I have made two very good friends at LCB. One is 31 and one is 19. The 19 yr old is with her first boyfriend and first love. She is doubting. My other friend and I have had two very different experiences with our first loves. She stayed with hers for 10 years. I stayed with mine for 4 years (on and off). So the 19 yr old asked for advice. 

Mine was that everyone else has been less than the first. The first is the first feeling of love. Of intimacy. That if you can keep and maintain, it’s worth holding on. But I knew if I stayed with mine, I wouldn’t experience more. Wouldn’t experience NYC, Paris, Culinary School. I would have stayed, stayed for him, in his reality. But we never “ran our course” as some say. We broke up because we had to. But now I know we needed to.

My other friend said she wishes they would have had the break to test. Test their love. Their faithfulness. Their relationship.

There is no right answer. But each girl said that because I said everyone else has been just a little bit “less” means I haven’t found the “the one”.

I disagreed.

They have always been just a little bit “less” because he was the first. The first person I ever loved outside my family. The first person I wanted to tell anything (before my sister). My first ever confident outside my family. The first person I ever trusted more than anyone else.

You can never replace. You can never aspire. But you can find different. And that I’m happy with that. It’s not about competing. It’s about fulfilling. 

And another one bites the dust.

We sat going round and round when I just had to say it. 

"At the end of the day, there’s a girl, me, sitting across from a boy, you. Girl wants to be in a relationship with boy, boy doesn’t. We can sit here discussing why, or how, or when, or what killed this, but what’s the point?"

He said, “Well I wouldn’t put it…but yeah.”

I then gathered my rejected self and with as much dignity I could muster, excused myself from the situation - not before calling him an idiot of course.

As I sat on my bike, trying to turn the key, the tears started to stream. Shamelessly crying for the relationship that would never be.

With a swipe of the tears, and a few deep breaths, I set off and tried oh so hard not to look back.

Emotional Rant.

You sit and wonder, torturing yourself. Stalk google, twitter, and facebook. You want to know what they’re doing, how they are. Too cowardly to ask them directly for fear of silence, you look for little snippets of their reality. You wonder how they can “miss you” yet never reach out. You ponder if it’s bullshit or sincere. Either way you just can’t let them go. 

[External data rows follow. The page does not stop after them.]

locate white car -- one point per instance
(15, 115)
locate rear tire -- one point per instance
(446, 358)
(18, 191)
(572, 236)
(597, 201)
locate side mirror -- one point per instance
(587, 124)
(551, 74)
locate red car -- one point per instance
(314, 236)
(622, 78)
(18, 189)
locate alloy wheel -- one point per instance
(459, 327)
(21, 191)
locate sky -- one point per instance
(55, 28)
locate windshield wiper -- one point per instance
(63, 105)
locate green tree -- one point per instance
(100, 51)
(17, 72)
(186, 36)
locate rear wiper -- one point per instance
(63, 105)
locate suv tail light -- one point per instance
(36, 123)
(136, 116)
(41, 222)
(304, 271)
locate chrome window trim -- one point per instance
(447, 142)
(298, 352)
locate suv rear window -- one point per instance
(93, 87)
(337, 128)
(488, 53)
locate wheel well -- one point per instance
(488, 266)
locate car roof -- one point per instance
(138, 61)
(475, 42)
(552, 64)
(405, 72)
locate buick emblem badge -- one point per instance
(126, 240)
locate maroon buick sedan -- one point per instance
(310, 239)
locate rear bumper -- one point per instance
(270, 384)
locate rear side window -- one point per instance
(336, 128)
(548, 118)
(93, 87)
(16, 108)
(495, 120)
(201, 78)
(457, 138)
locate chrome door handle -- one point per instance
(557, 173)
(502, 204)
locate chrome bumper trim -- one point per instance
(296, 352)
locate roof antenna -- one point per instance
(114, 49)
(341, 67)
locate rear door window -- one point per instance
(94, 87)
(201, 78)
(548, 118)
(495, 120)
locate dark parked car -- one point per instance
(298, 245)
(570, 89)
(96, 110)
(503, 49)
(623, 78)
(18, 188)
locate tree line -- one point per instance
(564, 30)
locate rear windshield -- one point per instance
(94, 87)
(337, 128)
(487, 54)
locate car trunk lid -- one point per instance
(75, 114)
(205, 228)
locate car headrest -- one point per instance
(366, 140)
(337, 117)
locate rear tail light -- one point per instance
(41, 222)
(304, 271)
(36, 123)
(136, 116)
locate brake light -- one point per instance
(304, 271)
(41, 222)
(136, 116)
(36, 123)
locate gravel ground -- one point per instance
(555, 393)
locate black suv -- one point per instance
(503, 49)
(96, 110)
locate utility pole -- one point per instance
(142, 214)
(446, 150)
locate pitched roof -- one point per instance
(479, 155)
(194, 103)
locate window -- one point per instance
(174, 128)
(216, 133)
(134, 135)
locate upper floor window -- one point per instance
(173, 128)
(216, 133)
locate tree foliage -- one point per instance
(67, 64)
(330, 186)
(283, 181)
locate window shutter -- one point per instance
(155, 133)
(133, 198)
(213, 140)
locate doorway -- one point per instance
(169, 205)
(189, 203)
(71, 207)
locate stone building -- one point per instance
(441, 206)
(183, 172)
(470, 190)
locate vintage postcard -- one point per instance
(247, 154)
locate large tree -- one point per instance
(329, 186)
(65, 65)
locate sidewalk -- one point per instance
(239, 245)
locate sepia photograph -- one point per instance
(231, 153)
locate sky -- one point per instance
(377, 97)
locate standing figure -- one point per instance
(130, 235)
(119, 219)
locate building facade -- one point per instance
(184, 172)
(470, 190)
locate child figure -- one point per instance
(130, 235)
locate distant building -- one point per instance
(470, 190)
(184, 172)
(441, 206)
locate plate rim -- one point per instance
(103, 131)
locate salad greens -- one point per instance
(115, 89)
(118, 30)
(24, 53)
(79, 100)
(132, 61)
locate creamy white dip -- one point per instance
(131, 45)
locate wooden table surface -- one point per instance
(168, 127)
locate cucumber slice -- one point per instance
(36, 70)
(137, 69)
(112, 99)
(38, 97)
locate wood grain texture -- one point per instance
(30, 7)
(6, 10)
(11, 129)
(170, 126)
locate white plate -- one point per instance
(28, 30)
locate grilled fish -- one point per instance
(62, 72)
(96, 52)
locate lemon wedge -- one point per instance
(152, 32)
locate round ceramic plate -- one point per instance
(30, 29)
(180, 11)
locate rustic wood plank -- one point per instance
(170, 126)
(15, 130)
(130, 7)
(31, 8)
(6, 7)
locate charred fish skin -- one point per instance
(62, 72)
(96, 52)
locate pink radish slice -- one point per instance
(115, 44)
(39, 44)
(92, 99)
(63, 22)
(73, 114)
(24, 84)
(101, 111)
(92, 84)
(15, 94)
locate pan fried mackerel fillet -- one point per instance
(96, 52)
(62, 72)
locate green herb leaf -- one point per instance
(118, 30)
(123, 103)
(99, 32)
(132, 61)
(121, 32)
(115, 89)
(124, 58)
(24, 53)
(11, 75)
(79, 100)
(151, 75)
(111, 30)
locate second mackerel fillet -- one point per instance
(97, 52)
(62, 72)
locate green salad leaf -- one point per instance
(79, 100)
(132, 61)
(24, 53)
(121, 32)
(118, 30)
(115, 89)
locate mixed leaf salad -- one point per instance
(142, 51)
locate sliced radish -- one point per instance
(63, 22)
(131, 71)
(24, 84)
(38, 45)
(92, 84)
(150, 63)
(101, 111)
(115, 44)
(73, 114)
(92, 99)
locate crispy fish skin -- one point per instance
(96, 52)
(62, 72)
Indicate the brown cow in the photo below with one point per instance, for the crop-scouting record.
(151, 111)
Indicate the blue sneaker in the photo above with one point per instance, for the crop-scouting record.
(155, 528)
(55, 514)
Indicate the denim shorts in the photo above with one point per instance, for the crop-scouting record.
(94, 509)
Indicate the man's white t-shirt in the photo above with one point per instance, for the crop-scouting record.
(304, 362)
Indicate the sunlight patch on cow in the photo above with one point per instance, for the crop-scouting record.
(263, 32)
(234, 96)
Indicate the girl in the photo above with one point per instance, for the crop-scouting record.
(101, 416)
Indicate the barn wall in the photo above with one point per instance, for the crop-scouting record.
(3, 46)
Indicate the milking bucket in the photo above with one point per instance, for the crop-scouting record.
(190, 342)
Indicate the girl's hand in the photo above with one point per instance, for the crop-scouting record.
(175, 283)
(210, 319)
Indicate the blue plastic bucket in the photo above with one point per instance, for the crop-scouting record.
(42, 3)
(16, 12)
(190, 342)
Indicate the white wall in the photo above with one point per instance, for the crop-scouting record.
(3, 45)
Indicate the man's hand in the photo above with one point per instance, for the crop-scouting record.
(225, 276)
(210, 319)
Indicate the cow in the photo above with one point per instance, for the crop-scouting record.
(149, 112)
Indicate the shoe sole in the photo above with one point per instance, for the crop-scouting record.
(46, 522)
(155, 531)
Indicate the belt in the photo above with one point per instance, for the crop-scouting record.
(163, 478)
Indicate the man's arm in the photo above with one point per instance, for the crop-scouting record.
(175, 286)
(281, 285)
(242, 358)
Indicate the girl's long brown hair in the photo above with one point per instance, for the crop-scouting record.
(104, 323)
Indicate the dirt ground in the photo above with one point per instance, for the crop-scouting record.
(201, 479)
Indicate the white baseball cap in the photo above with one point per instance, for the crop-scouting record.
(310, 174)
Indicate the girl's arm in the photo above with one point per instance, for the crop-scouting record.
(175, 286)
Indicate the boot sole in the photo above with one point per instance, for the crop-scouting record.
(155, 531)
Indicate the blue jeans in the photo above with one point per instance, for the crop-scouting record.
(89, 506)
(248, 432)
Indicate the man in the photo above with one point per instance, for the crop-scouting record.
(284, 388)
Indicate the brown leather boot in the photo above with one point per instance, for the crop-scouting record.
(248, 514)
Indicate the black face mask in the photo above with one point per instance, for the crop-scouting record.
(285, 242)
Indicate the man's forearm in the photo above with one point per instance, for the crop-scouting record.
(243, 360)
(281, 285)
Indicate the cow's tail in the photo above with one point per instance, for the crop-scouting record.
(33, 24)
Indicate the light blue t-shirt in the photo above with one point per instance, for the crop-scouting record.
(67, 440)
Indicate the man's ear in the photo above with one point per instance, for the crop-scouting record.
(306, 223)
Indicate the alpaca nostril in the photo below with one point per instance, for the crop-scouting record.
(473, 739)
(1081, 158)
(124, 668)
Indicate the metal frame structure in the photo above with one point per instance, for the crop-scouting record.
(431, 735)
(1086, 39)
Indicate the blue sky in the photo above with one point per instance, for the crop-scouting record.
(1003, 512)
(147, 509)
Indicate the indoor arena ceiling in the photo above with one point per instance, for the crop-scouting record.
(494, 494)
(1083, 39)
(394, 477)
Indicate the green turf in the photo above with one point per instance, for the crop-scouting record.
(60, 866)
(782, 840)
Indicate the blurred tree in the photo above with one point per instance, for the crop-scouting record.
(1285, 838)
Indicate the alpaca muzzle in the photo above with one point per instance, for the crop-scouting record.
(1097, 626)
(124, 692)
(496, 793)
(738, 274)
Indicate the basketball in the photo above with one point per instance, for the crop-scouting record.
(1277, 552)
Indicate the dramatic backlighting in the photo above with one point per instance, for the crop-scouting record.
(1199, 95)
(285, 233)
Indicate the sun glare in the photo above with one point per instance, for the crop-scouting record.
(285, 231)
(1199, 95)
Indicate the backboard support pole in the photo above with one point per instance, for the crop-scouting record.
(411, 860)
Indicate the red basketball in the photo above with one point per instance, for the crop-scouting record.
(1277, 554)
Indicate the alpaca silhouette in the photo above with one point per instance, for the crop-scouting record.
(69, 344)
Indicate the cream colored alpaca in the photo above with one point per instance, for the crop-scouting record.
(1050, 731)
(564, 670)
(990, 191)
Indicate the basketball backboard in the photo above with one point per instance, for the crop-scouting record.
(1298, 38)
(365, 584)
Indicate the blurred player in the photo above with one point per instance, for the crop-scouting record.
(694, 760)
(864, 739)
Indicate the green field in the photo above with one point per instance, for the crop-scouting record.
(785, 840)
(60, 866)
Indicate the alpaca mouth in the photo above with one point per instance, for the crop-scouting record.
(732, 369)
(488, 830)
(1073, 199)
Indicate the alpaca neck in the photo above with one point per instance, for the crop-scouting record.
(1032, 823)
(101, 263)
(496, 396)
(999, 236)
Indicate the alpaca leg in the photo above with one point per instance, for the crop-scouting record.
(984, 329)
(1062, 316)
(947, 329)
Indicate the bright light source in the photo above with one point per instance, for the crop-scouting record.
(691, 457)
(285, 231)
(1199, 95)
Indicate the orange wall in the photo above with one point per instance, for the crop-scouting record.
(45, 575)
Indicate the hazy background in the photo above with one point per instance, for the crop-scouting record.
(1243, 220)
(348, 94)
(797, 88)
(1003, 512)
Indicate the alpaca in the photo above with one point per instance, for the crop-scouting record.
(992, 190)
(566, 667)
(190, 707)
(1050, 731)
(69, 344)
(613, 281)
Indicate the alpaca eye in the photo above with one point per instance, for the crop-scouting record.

You get angry at yourself for the constant state of self torture. The tug of the heart strings, the hopeful wonder. You mentally slap yourself over and over again. You’re no longer, separated by hundreds of miles, yet you still can’t forget them.

Forget how they made you feel. How it felt to walk beside them. Their dimples, scruff, intense dark eyes. The ease of falling in step. The laughter. The intimate moments you play over and over. Their hands through your hair. Their breath on your skin.

It will get better. They will go away. You will be happy and open to falling in love again. But right now it’s about time. Time to forget the conversations. Get some distance from their flesh. Forget the sound of their voice and how much you enjoyed listening to them talk about anything.

It will get better and you won’t feel like such an intense idiot for feeling this way.